General Motors has filed a trademark application in Australia for Cadillac lyriqits flagship brand’s first electric vehicle.
There are two separate filings for nameplates, both with a filing date of November 14, 2022.
A spokesman for GM Specialty Vehicle, which imports and distributes GM vehicles in Australia and New Zealand, said: “The Cadillac Lyriq name and logo has recently been trademarked, which has sparked a lot of speculation.
“Normally GM will secure major global brands. GM has registered several trademarks to protect them from unauthorized use.
“Given the strong interest, it’s not uncommon for some subscriptions to generate excitement.
GM does not currently have any other local trademark filings for Cadillac products. For example, searching on IP Australia doesn’t show any listings for Escalade, for example. Nor are there any listings for other GM vehicles using the automaker’s Ultium electric platform.
The last time Cadillac officially sold cars in Australia was in 1969, but 40 years later the company is very close to returning to the local market with the second-generation CTS.
It officially announced the launch of the luxury sedan in 2007 and has already obtained local certification for its sale, with many registered dealers bearing the brand to be sold alongside the Hummer and Saab models.
GM even imported several dozen CTS sedans, only to divert them when the company canceled plans to sell the brand in January 2009 just weeks before they went on sale.
Since then, Cadillac has not produced any other right-hand drive vehicles and has continued to reduce its presence outside of markets such as North America, China and the Middle East.

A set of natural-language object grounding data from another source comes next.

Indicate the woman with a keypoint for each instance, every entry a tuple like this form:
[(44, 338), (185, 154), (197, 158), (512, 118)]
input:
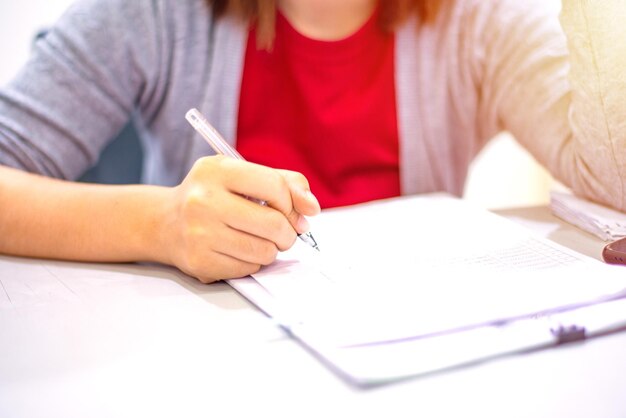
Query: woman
[(365, 99)]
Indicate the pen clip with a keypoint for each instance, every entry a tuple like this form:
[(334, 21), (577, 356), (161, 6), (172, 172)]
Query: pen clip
[(210, 134)]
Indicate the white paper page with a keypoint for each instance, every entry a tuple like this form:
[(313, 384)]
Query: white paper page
[(419, 266)]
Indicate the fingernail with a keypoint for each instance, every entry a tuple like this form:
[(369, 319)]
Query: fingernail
[(311, 198), (302, 225)]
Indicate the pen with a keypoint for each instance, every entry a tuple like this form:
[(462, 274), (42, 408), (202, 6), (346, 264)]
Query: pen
[(220, 146)]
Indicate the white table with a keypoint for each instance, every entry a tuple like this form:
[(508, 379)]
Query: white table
[(91, 340)]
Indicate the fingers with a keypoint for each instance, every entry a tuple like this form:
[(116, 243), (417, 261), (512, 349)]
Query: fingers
[(261, 221), (216, 233), (303, 201), (284, 190)]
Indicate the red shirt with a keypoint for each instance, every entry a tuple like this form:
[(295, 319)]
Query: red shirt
[(325, 109)]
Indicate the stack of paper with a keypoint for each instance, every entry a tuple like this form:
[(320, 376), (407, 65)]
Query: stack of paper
[(414, 285), (599, 220)]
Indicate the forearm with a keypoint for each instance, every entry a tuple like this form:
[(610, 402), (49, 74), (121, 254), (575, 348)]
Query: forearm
[(48, 218), (596, 33)]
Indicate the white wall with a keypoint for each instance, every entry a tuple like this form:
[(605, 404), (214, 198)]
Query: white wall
[(504, 175), (19, 21)]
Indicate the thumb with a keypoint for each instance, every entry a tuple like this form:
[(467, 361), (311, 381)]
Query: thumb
[(303, 201)]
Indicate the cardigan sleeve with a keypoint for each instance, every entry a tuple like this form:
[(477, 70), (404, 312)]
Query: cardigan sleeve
[(80, 86), (559, 88)]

For example, it sells only one vehicle in Europe, the XT4 compact crossover.
But GM has now confirmed that it intends to be a “significant player”. in the European market again, after selling the Opel and Vauxhall brands in 2017.
Former GM Europe head, Mahmoud Samara, said in July “we feel very confident that we will be a key player” though without citing any proposed goals or models. He was later replaced by Jaclyn McQuaid.
The top-level change doesn’t appear to have changed GM’s plans for Europe, with the company noting that when Ms McQuaid appoints GM Europe will become “a non-traditional mobility start-up. system, flexibility, with the core of the electric vehicle portfolio”. .
“Chevrolet is a global brand, Cadillac is a global brand, Hummer is a global brand, so we have global brands fit for purpose,” Mr. Samara said in July.
“The great thing about transitioning to electric vehicles is the flexibility we can offer with those platforms. It will be fit for purpose in Europe.”
That doesn’t necessarily confirm right-drive GM car sales will continue, as GM has sold left-wheel drive US imports in the UK before.
Mr. Samara noted that GM Europe will operate as a rapid-fire start-up, now defunct Opel/Vauxhall to act as an anchor.
That suggests it can operate a predominantly online retail model, as it does with Tesla, Polestar and Genesis.
The Lyriq is available with a choice of single-engine rear-wheel drive and dual-motor all-wheel drive, both of which are paired with a 102kWh lithium-ion battery.
In North America, the US-made rear-wheel drive model produces 255kW and 440Nm of torque, and its all-wheel drive model produces 373kW and 610Nm.
Specifications are slightly different in the Chinese market, where the Lyriq is also manufactured.
The rear-wheel drive version has a range of 502 km under the more stringent US EPA test cycle.
The luxury SUV supports DC fast charging up to 190kW, which can travel about 122km in just 10 minutes. Cadillac will also offer buyers a 19.2 kW home charger that can travel an additional 84 kilometers per hour.
The Lyriq measures 4996mm long, 2207mm wide (including mirrors) and 1623mm tall on a 3094mm wheelbase.
The Lyriq will be the first of many Cadillac EVs, with the company confirming three electric SUVs and revealing an ultra-luxury version. Celestiq top this year. A pair of more affordable electric vehicles is also understood to be in the works.